At 11:52 AM 7/31/01 -0700, Ray Dillinger wrote:
If I want to increase the odds of its getting archived, I would just embed it in a sound file or a movie file using stego (original sound and movies, so as to avoid DMCA hassles, of course).
Porn would be a good carrier, as few actually 'rip' the originals (eg from analog tape) and they are widely duplicated.
Stegograms present an interesting copyright question for the legally inclined; if I'm using usenet archives as offsite backup via stegograms, I'm okay with the release and public use of the stegogram, which most folks will interpret as being the same as the covertext. But would that entangle the copyright on the stegotext as well?
When you put out an image you took, you own the copy rights to it; you also own the rights to the same perceptually-unchanged image with all the LSBs altered. Now if you start using creative manipulations, at some point the new creator owns a new creation. (Ie, a song or picture with the watermark removed is still copyrighted; but a processed sample can be used in your own works.) Or if somebody took
the stegogram and figured it out, would I have legal recourse to stop them from doing anything with my code?
Of course, if you can prove you wrote the code first. *Proving* the release date and giving the key and stego program could convince others. Presenting a one-time-pad which generates some contested-code from some picture is not convincing :-)

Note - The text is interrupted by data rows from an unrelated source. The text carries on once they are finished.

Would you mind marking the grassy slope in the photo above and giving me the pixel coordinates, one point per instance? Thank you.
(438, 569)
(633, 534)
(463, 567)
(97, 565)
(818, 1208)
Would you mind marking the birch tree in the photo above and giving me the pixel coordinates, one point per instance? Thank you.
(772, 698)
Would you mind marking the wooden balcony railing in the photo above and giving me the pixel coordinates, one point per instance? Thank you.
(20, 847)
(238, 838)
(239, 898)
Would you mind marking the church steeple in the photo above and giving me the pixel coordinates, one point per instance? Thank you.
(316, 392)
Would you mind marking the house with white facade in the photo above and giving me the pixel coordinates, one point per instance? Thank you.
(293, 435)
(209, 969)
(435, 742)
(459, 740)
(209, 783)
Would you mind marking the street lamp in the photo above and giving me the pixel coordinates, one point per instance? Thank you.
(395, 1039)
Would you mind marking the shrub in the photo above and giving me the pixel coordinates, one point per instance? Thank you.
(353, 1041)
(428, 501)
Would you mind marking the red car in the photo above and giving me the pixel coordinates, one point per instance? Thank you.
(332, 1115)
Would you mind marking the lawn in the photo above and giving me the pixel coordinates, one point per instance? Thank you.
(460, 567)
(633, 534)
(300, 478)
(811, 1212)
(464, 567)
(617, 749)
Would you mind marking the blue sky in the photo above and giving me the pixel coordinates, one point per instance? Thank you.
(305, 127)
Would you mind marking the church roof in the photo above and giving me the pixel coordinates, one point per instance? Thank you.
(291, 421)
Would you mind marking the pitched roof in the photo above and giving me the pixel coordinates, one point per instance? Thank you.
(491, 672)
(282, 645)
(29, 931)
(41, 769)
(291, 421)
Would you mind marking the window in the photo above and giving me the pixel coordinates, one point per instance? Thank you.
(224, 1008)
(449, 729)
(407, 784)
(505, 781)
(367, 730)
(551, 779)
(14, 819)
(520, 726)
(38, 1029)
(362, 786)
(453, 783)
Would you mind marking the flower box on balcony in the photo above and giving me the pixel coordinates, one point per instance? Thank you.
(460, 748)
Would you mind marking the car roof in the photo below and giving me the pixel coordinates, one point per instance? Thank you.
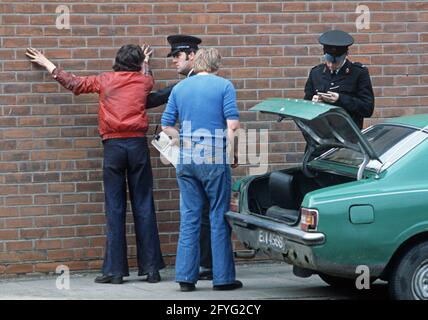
(418, 121)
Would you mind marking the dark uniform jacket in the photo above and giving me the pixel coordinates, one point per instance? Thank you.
(160, 97)
(353, 85)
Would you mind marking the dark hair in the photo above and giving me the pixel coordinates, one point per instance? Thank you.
(129, 58)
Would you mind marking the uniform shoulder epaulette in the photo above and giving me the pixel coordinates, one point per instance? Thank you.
(359, 65)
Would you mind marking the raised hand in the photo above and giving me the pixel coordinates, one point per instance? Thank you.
(39, 58)
(147, 52)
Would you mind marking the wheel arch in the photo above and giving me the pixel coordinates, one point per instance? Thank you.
(402, 249)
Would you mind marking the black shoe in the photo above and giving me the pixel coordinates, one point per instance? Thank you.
(206, 275)
(109, 279)
(187, 286)
(153, 277)
(231, 286)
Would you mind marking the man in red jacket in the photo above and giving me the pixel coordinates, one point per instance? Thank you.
(122, 124)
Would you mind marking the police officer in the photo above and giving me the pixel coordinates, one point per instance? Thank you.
(339, 81)
(183, 50)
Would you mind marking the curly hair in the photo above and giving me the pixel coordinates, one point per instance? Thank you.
(129, 58)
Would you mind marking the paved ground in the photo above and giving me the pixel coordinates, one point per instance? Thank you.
(261, 281)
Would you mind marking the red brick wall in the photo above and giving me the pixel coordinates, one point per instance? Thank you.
(51, 194)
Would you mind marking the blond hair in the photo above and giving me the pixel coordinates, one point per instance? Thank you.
(207, 60)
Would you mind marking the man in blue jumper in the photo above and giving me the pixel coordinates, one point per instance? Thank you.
(206, 108)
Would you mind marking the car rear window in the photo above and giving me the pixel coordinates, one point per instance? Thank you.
(381, 138)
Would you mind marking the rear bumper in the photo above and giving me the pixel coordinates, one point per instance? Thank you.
(290, 233)
(296, 246)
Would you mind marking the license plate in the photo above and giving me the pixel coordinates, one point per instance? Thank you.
(272, 240)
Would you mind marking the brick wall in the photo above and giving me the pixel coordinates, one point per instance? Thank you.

(I was considering going to a lawyer with this one, but since the odds against anyone hacking the password on the encrypted data in the stegotext are literally astronomical, I figure the point is sufficiently moot to be not worth answering except as an intellectual curiosity.)
Bear
Maybe a colleage lifted the plaintext. There's a dude from Avanti going to San Quentin for lifting code. Cost over $100e6 to Avanti, too. You'd be better off just encrypting the whole tarball and putting it up on a geocities (etc) site ---Tomlinson style.